Now the only element of the product of $$\mathbf{A}$$ and $$\mathbf{B}$$ for which the elements in their $$n^\mathrm{th}$$ row and column are not multiplied by zero is
\begin{align*} \left(\mathbf{A} \times \mathbf{B}\right)_{nn} &= \sum_{k=0}^n \mathbf{A}_{nk} \times \mathbf{B}_{kn} = \mathbf{A}_{nn} \times \mathbf{B}_{nn} + \sum_{k=0}^{n-1} \mathbf{A}_{nk} \times \mathbf{B}_{kn}\\ &= \mathbf{M}_{nn} - \sum_{k=0}^{n-1} \mathbf{L}_{nk} \times \mathbf{L}_{nk} + \sum_{k=0}^{n-1} \mathbf{L}_{nk} \times \mathbf{L}_{nk} = \mathbf{M}_{nn} \end{align*}
and consequently
$\left(\mathbf{A} \times \mathbf{B}\right)_{ij} = \mathrm{M}_{ij} \quad\mathrm{for}\;i \leqslant n, j \leqslant n$
The determinants of triangular matrices equal the products of their diagonal elements and so the determinant of $$\mathbf{A}$$ is less than or equal to zero and that of $$\mathbf{B}$$ is greater than zero and so that of their product is less than or equal to zero. Since the determinant is equal to the product of the eigenvalues, this implies that this product has at least one non-positive eigenvalue $$\lambda$$ and for its associated eigenvalue $$\mathbf{v}$$ we have
$\mathbf{v} \times \left(\mathbf{A} \times \mathbf{B}\right) \times \mathbf{v} = \mathbf{v} \times \left(\lambda \times \mathbf{v}\right) = \lambda \times \left(\mathbf{v} \times \mathbf{v}\right) = \lambda \times \left|\mathbf{v}\right|^2 \leqslant 0$
and, by definition, it is not positive definite.

Finally, for a vector $$\mathbf{w}$$ satisfying
\begin{align*} \mathbf{w}_i &= \mathbf{v}_i && \mathrm{for}\;i \leqslant n\\ \mathbf{w}_i &= 0 && \mathrm{for}\;i > n \end{align*}
we have
\begin{align*} \mathbf{w} \times \mathbf{M} \times \mathbf{w} &= \sum_i \sum_j \mathbf{w}_i \times \mathbf{M}_{ij} \times \mathbf{w}_j = \sum_{i=0}^n \sum_{j=0}^n \mathbf{w}_i \times \mathbf{M}_{ij} \times \mathbf{w}_j\\ &= \sum_{i=0}^n \sum_{j=0}^n \mathbf{v}_i \times \left(\mathbf{A} \times \mathbf{B}\right)_{ij} \times \mathbf{v}_j = \mathbf{v} \times \left(\mathbf{A} \times \mathbf{B}\right) \times \mathbf{v} \leqslant 0 \end{align*}
and so $$\mathbf{M}$$ is not positive definite either, contradicting our assumption that it was, and so the terms inside the square roots must be positive for positive definite matrices.
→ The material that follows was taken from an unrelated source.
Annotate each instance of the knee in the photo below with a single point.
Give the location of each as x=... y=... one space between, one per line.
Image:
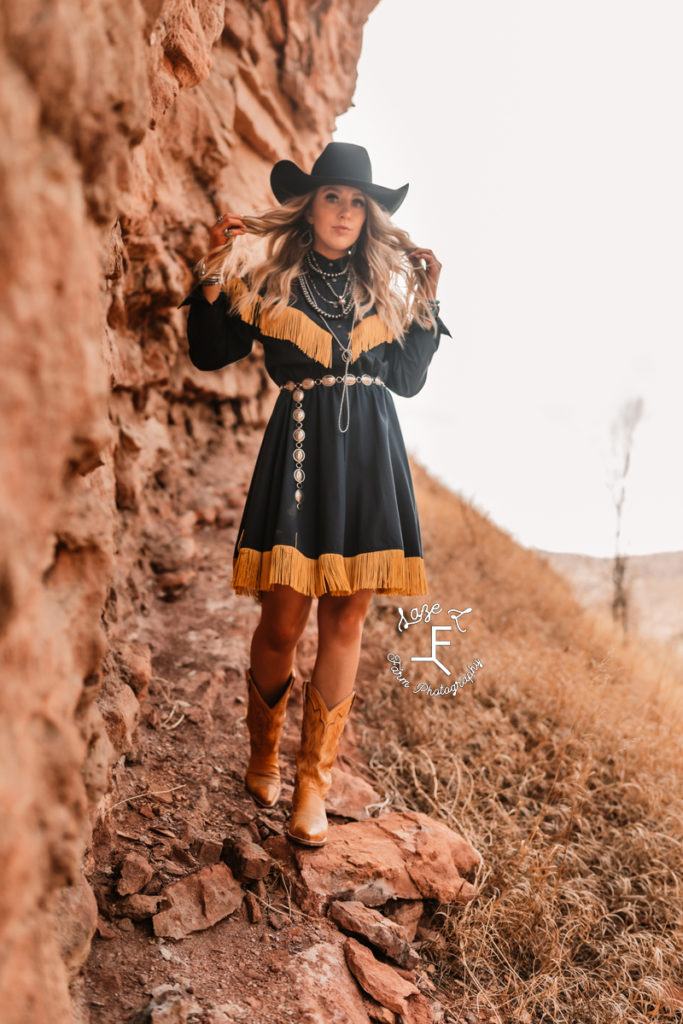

Now, I must admit at this point that I have been slightly dishonest; it's also always possible to represent a positive semidefinite matrix as the product of a lower triangular matrix and its transpose, but there's more than one way to do so with more significant differences between them than simple column negations and, perhaps most importantly, they cannot be found with this algorithm and so we shall restrict ourselves to the positive definite case.

### The Cholesky Decomposition

If we always choose the positive square root for the leading diagonal elements of the lower triangular matrices, then the representation of positive definite symmetric real matrices as the product of them and their upper triangular transposes is unique and is known as the Cholesky decomposition. Like the Jacobi decomposition, it's useful for solving systems of simultaneous equations, inverting matrices and computing their determinants.
The last of these follows from the facts that the determinant of the product of two matrices is equal to the product of their determinants and that, as noted above, the determinants of triangular matrices are equal to the products of the elements on their leading diagonals. Putting these together, for
$\mathbf{M} = \mathbf{L} \times \mathbf{L}^\mathrm{T}$
we can calculate the determinant with
$|\mathbf{M}| = \prod_i \mathbf{L}_{ii}^2$
That noted, the real benefit of the Cholesky decomposition stems from how easy it is to solve simultaneous linear equations involving triangular matrices, a fact that we shall exploit in our implementation of it in the next post.

### References

[1] Conquering The Eigen, www.thusspakeak.com, 2014.

[2] The Matrix Recoded, www.thusspakeak.com, 2014.

[3] The Matrix Isn't Real, www.thusspakeak.com, 2015.